The political arguments about environmental, social and governance (ESG) investment are likely to continue on for a long time to come, but these shouldn’t stop firms focusing on climate risk.

It’s only January and already I’m tired of listening to politicians, industry executives and regulators debating the status of ESG. I feel like we’ve been trapped in a constantly repeating argument on the topic for the last 18 months and we’re staring at the prospect of the same for at least the next 12. For instance, last week’s World Economic Forum in Davos was peppered with discussions about sustainability and arguments about why it is in conflict with fiduciary duty. However, the irony of executives private-jetting to the event at a ski resort where little to no snow was present to argue about sustainability was worthy of inclusion in Alanis Morrisette song.

Even those that agree that ESG needs to be properly regulated can’t get on the same page as each other. This week, we’ve seen a UK-based sustainable association crowing about why the UK’s version of the Sustainable Disclosure Requirements (SDR – not to be confused with the Settlement Discipline Regime, finreg fans) are better than the EU’s version. Instead of collaboration, we’re seeing the usual competitive forces appear among national and regional regulators to throw global frameworks off course.

We’re never all going to agree on all of the aspects of E, S and G but we do need some level of cooperation among major market regulators to ensure some degree of global cohesion. One of the most important areas of focus should be on consistently measuring and reporting climate risk.

If you’re wondering why climate risk is so important to the industry, just think about this. Last year, countries in the Northern Hemisphere experienced one of the hottest summers on record. In some parts of the UK, the roads literally melted. But, most importantly from a capital markets perspective, the exceedingly hot weather caused some data centres to go offline. Cooling units couldn’t cope with the temperatures and circuits fried.

Remember when floods took out the bottom floors of firms in New York’s financial district including the DTCC? Floods are now a common occurrence across the globe and with rising sea levels, that isn’t going to get any easier to manage in the future. Likewise with hurricanes, typhoons, even storms that could disrupt your business and are increasing in strength and frequency every year.

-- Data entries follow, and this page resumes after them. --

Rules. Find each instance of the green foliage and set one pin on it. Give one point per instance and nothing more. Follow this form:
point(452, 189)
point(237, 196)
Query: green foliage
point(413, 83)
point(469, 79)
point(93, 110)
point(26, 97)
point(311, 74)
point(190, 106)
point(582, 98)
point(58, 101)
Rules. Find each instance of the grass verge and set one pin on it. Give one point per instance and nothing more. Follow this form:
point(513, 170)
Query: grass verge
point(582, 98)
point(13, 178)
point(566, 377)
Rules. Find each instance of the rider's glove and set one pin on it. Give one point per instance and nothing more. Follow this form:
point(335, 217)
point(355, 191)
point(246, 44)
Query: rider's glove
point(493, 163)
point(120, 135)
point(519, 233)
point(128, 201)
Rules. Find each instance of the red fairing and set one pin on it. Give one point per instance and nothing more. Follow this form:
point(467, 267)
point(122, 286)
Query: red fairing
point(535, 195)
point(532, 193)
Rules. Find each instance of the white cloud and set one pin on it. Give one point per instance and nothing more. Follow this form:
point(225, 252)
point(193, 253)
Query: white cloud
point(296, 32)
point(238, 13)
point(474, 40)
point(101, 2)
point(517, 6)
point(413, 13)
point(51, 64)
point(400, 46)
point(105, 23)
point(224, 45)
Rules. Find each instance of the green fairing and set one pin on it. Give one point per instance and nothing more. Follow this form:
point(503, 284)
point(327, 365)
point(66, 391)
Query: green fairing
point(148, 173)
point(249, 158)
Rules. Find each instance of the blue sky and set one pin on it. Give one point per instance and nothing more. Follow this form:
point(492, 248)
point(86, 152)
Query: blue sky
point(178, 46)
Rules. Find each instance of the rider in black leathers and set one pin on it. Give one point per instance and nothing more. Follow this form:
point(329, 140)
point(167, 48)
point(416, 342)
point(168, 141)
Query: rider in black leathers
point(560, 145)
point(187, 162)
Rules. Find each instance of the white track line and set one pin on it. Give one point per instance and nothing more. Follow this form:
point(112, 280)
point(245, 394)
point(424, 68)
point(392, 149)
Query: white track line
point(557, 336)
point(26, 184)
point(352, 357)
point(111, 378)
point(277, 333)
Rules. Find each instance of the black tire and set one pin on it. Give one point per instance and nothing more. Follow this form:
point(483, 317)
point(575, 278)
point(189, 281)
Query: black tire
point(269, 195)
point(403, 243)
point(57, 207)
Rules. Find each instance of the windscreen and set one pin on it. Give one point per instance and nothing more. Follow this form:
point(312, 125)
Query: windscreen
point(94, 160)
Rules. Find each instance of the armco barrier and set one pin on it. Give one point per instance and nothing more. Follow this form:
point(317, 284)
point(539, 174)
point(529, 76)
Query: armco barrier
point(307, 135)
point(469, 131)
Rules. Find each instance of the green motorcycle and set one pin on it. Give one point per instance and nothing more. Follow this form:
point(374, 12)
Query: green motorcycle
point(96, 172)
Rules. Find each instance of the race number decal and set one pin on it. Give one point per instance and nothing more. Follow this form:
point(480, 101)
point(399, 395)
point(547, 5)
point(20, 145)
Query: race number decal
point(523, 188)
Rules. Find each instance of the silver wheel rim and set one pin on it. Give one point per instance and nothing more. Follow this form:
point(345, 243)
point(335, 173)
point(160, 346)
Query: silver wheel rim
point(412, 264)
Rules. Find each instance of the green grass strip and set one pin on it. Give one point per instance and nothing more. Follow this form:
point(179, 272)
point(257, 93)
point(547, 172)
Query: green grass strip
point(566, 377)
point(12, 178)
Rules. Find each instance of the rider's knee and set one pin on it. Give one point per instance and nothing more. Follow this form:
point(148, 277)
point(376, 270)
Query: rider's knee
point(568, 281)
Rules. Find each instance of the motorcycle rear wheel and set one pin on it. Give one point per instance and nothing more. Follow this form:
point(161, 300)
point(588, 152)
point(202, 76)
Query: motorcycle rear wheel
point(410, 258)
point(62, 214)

As we progress toward a more cloud hosted future, the industry dependence on data centres and infrastructure based all over the world will increase. Not everything will be entirely under the control of your own teams and therefore as a firm and as part of your risk mitigation strategy, you need to factor climate risk into the picture. You need to look within your own walls and outside to your partners, especially those that support your mission-critical functions.

Operational resilience isn’t just about cybersecurity and reducing operational risk through automation, it’s also making sure you plan for natural disasters. Even if you think ESG is a flawed investment strategy, you can’t argue with the need to factor some of these risks into your operations. Longer term, you might even want to factor them into your investments, but I’ll leave for another day.